Do you often feel guilty about your actions or even worse, feel guilty for other people? I used to be very good at feeling guilty when I didn’t want to do something or would keep my feelings inside in order to please others. And perplexingly I was also very good at taking on feelings for other people too, which would often result in me readjusting my needs in order to make everything ok again!
Guilt is an interesting subject in any form, it’s an intense emotion that is based on your past, or in your imagination when anticipating an action. Guilt is very much a form of fear, when you feel guilty about something you are fearful of the consequences. This could be fear of not being accepted, fear of being rejected, fear of not being loved, fear of being alone, fear of being forgotten etc.
If you make a mistake, say something or do something which you regret, or is not fully aligned with your belief system, you may beat yourself up whilst running the memory over in your mind, never really getting anywhere with it except feelings of regret, anxiety and even self hate. You may find that people take advantage of you because you can never do enough for them. But it’s not a healthy way to go and can add stress to your life.
All these negative emotions are sending messages to your unconscious mind which make you feel even worse than you did before. The reality is that there is nothing right or wrong. Everything is just a manifestation of your individual life experience. Circumstances are neutral until the mind labels it. You can simply ignore your mind when it tries to make you feel guilty because your mind is just a computer that is running a conditioned script.
The power of being able to forgive yourself is crucial, only when you forgive yourself or others, you can move on. Forgiving is the most critical form of self healing, in any area of your life. The route to happiness lies in being able to forgive not only yourself but others who you may hold a conscious or subconscious grudge to.
If you have negative memories of a relationship or past experience where you were left bereft, shocked, embarrassed and hold hate or jealousy for someone. Carrying around these negative feelings are only sapping your energy and stopping you from fulfilling your life in a more positive way.
- Ask yourself what did you learn from these past experiences?
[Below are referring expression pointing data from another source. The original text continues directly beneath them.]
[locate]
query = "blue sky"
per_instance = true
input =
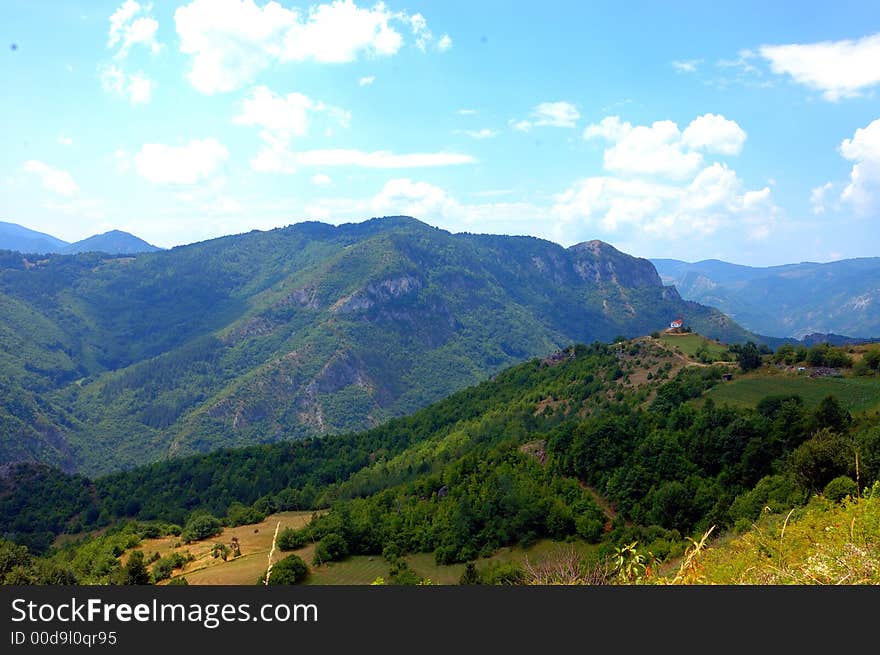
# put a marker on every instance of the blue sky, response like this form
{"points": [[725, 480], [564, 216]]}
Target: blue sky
{"points": [[748, 131]]}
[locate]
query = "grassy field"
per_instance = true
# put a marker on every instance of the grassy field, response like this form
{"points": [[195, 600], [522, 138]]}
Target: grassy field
{"points": [[822, 543], [362, 570], [256, 540], [857, 394], [690, 343]]}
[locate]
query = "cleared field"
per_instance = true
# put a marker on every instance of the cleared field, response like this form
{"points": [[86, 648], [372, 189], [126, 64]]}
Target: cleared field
{"points": [[362, 570], [254, 541], [857, 394], [690, 343]]}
- What can you take from these situations that have made you who you are today?
- Can you forgive and move on, and what would happen if you didn’t?
- What would happen if you let go of your feelings of guilt and how would you imagine it to feel if you did?
“The act of forgiveness is the act of returning to present time. And that’s why when one has become a forgiving person, and has managed to let go of the past, what they’ve really done is they’ve shifted their relationship with time.”